Vietato l’ingresso per tutti i tipi di veicoli ed indipendentemente dalla nazionalità del proprietario.
L’Ue ora riscopre i tanto odiati confini, mentre dal Mediterraneo entra la qualunque.

Le auto con targa russa non potranno più entrare nei confini dell’Unione europea.

Sabato scorso al valico di frontiera con la Bielorussia a Terespol si è tenuta una conferenza stampa con la partecipazione del Ministro degli Affari Interni e dell’Amministrazione (MSWiA) Mariusz Kamiński ed alla conferenza, come riporta Polonia Oggi, è stato annunciato il divieto di ingresso in Polonia, in quanto confine dell’Ue, per le macchine registrate in Russia.

Ciò significa che nessuna macchina registrata in Russia potrà entrare nel territorio dello stato polacco e, quindi, nei confini dell’Ue.

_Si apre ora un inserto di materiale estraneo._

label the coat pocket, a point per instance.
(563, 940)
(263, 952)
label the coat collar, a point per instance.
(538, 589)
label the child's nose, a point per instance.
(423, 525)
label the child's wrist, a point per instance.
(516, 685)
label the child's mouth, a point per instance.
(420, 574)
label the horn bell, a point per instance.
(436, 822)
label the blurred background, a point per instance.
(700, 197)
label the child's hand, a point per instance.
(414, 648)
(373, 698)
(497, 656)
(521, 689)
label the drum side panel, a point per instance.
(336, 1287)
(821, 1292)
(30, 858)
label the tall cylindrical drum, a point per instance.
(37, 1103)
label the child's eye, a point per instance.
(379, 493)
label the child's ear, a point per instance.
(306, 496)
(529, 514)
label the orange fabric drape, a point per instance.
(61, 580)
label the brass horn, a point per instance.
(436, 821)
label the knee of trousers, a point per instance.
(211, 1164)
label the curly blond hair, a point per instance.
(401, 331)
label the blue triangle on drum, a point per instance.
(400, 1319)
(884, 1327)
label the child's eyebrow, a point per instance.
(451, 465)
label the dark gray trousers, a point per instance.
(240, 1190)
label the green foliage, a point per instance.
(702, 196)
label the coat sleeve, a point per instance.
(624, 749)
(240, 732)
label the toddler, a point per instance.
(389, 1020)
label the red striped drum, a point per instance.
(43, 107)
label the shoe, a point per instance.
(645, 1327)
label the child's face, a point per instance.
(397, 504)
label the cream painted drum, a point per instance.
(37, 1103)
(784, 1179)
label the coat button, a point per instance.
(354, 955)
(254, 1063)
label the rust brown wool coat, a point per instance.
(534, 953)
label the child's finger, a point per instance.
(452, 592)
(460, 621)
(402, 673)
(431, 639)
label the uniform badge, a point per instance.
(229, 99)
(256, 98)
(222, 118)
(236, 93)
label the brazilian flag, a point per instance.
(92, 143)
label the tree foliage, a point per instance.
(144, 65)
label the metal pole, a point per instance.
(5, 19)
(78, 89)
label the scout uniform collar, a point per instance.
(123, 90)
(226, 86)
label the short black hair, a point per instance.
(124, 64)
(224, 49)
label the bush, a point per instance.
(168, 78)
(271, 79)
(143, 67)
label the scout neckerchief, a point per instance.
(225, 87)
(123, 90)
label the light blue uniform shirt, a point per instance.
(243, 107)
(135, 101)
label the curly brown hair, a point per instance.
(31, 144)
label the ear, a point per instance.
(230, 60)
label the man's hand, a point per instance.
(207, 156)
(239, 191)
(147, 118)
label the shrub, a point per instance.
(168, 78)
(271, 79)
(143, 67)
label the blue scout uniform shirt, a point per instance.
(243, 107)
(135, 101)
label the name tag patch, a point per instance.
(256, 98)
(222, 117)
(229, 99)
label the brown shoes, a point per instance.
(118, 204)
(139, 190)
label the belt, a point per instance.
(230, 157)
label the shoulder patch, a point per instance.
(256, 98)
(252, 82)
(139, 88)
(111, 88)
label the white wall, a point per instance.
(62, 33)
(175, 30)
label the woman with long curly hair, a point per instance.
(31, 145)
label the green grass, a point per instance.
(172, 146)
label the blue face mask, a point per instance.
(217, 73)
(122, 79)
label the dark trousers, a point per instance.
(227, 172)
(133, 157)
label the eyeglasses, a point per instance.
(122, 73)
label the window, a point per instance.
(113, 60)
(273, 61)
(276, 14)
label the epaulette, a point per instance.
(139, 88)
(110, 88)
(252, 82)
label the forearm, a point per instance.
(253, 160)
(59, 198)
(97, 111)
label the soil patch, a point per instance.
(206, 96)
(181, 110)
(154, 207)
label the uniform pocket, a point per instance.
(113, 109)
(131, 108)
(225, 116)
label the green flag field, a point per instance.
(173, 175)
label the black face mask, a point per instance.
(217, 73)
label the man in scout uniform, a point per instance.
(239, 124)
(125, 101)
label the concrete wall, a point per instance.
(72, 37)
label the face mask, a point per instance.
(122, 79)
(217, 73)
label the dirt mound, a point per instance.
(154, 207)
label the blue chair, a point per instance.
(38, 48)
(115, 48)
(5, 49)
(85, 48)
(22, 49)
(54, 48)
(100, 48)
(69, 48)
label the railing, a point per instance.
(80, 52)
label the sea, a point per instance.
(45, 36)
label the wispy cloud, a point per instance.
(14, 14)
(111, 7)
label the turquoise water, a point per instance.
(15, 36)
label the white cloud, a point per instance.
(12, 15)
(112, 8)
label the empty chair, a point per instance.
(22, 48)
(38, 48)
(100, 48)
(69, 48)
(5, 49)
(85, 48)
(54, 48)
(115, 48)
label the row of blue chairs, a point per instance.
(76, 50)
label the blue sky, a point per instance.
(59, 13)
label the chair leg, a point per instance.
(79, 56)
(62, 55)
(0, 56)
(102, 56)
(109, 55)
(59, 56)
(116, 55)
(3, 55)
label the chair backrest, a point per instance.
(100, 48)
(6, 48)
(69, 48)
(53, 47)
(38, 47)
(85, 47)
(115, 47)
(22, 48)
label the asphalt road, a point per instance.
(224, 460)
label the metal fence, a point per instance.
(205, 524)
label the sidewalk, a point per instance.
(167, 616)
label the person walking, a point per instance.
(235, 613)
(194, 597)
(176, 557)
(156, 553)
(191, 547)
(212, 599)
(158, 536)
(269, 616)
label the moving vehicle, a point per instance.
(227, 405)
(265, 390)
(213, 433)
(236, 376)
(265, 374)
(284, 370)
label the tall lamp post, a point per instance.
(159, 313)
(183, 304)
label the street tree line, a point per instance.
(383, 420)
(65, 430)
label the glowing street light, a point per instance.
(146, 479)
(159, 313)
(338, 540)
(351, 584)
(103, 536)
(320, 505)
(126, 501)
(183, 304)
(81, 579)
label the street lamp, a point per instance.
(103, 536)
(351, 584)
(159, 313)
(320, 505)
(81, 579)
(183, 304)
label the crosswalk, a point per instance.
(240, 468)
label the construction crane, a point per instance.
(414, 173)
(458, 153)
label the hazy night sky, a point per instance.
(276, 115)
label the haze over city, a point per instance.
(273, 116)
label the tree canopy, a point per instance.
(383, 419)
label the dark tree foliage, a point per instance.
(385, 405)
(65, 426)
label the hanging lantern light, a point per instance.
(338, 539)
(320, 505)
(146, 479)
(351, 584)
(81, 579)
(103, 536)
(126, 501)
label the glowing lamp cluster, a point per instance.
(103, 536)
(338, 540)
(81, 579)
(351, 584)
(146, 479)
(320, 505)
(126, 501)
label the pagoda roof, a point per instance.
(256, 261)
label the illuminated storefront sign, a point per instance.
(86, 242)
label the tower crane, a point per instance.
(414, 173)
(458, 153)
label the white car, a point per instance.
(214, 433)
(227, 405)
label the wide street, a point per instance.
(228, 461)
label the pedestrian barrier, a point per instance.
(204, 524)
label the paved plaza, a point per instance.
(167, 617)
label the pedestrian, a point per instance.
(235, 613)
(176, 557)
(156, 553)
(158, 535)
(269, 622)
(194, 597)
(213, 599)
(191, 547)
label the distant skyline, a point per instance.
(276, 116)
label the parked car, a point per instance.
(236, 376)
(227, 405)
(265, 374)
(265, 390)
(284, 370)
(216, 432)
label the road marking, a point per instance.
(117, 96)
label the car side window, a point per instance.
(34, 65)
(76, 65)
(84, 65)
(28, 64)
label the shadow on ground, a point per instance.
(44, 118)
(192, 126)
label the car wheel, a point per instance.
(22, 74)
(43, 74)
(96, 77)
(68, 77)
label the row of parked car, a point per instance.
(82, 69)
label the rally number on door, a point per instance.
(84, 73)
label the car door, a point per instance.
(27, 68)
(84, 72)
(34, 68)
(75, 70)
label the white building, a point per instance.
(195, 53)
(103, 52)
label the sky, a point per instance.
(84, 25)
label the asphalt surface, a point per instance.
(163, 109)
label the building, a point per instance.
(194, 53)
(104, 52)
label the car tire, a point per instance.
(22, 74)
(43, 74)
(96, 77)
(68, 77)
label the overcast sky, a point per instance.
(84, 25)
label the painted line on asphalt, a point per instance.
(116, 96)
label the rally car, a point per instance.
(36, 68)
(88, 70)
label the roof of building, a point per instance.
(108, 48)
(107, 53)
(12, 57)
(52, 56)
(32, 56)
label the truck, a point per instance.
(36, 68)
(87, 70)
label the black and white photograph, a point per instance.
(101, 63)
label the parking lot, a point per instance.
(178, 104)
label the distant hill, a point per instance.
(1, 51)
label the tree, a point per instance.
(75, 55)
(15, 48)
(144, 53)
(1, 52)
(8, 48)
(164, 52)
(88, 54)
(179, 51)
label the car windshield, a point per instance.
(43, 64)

Questo vale per tutte le macchine, sia quelle commerciali che quelle private, indipendentemente dal fatto che il proprietario dell’auto sia russo o di altra nazionalità.

L’introduzione del divieto è legata alla pubblicazione delle direttive della Commissione Europea sul divieto di ingresso nell’Unione Europea per le macchine registrate in Russia.

Il divieto è entrato in vigore sabato scorso a mezzanotte ed è valido da ieri.

Di colpo l’Ue, che tanto predica la rimozione dei confini etichettandoli come populismo, ci tiene ad alzare i muri contro la Russia, mentre nel mar Mediterraneo stanno entrando immigrati irregolari senza sosta.